Biden has so far managed to navigate the turmoil without losing an ounce of popularity. Aware that after four years of Trump, the last thing the country needs is more turmoil, he tries to lead calm change. It is too early to know if he will succeed, but, for now, the approach is enviable: the president has clearly set out a country model and tries to form a majority, inside and outside his party, to move it forward, convincing, not eliminating adversaries.
I do not know if this experience will be useful for the left in other latitudes. Certainly not in Latin America, where the left has long given over to authoritarian and undemocratic populism and every day it takes another step in that direction. But there are also some worrying signs in Spain. Those who lived through the unfortunate days that led to the rise of the supposed left in the PSOE will be able to testify to the level of the debate and the organic consequences that that process had. I am not sure whether the left would truly win the day in that case, but what is clear is that the triumphant leader imposed his authority without a shred of opposition.

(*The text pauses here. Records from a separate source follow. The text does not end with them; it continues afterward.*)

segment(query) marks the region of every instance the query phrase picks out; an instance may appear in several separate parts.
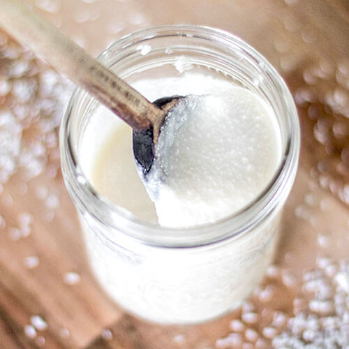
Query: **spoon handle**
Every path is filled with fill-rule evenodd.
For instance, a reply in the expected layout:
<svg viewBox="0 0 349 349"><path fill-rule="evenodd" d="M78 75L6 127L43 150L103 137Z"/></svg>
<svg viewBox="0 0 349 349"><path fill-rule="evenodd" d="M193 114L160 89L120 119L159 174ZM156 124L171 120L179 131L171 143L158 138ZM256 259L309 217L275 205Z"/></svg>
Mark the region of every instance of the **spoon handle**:
<svg viewBox="0 0 349 349"><path fill-rule="evenodd" d="M0 0L0 26L136 130L161 110L21 0Z"/></svg>

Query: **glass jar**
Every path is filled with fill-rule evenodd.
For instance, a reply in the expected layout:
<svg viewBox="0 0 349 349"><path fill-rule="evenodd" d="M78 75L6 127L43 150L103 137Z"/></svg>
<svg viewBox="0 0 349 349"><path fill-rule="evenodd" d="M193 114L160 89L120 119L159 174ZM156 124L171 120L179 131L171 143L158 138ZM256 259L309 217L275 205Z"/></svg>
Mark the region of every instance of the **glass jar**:
<svg viewBox="0 0 349 349"><path fill-rule="evenodd" d="M204 27L138 31L111 45L99 59L131 84L140 77L178 75L188 68L223 74L262 96L274 110L282 159L269 186L237 214L188 229L143 221L94 189L80 155L95 100L75 89L62 119L64 180L79 212L91 267L112 299L133 314L163 324L196 323L230 311L273 260L281 209L296 174L299 126L288 88L251 47Z"/></svg>

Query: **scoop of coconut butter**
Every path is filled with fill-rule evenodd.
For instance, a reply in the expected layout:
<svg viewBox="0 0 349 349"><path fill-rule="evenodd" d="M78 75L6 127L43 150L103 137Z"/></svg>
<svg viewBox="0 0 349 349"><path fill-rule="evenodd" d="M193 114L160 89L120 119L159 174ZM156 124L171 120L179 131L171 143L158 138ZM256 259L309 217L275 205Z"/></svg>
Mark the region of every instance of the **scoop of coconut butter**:
<svg viewBox="0 0 349 349"><path fill-rule="evenodd" d="M161 225L213 223L251 203L280 163L272 110L236 86L188 95L167 115L147 176L140 171Z"/></svg>

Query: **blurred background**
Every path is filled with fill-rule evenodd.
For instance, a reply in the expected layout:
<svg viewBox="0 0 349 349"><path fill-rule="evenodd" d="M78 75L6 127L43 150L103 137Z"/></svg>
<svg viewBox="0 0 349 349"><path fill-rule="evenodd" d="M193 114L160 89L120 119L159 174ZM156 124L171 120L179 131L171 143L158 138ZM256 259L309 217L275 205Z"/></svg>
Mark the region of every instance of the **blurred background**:
<svg viewBox="0 0 349 349"><path fill-rule="evenodd" d="M228 30L284 77L302 126L275 265L243 306L198 326L125 313L90 275L59 168L71 84L0 31L0 343L7 348L349 348L347 0L35 0L96 56L151 26Z"/></svg>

Biden is subjected to severe scrutiny on a daily basis by the radical segment of his party, which, with the complicity of much of the progressive academy, is waiting for the moment to shout “treason!” It has nearly come to pass because of his position against illegal immigration. However, perhaps because of his age, the president is calm. He seems more interested in not making enemies than in gaining unwavering loyalties. Many Americans disagree with his policy, but few can deny that his management is helping to heal wounds, to unite the nation.